“We are not stoning you for any good work,” they replied, ”but for blasphemy, because you, a mere man, claim to be God.”
In 1959 a man named John Griffin did something quite unique. He lived in an America that was still segregated by race. As a white man, he was aware of the injustice of racism, but he wanted to know more about its effect, so he underwent treatments that turned his skin black, and then he traveled the deep South for six weeks to explore what life was like on the other side of the race line. The effect of the skin treatment was so startling that he didn’t even recognize himself in the mirror.
Have you ever wondered how Jesus felt giving up life in heaven to become a man? To be transformed from the most powerful being in the universe, in all of existence really, to a human that the Bible describes as a man of common appearance:
He had no beauty or majesty to attract us to him,
nothing in his appearance that we should desire him.

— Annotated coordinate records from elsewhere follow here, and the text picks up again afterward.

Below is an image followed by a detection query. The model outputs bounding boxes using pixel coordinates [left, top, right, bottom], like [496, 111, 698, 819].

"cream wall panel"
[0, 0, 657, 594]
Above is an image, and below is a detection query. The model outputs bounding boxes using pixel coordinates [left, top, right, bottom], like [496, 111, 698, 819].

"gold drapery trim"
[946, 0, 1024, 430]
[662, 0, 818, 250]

He was despised and rejected by mankind,
a man of suffering, and familiar with pain.
Like one from whom people hide their faces
he was despised, and we held him in low esteem.
(Isaiah 53: 2b-3)
Of course, he made the blind to see, fed thousands with a little boy’s lunch, healed the sick, and raised the dead, but that really didn’t count to the people who were interrogating him.
“… you, a mere man…”
He really wasn’t a “mere man,” was he…?
Let’s Discuss: How did the Jews reason that Jesus as a “mere man?”
I really think it was their only option without accepting his message an authority. The decided to reject him, therefore rejecting what he did, the work of the Spirit, and Jesus divinity. People still do this today – if Jesus was only a mere man one doesn’t have to obey or believe him.
I agree with Nathan. The issue is a hard heart that chooses to see Jesus in a light that diminishes His true character and value.
It is interesting to me that they would characterize Jesus as “mere” man when obviously he was capable of doing so much more than a mere man.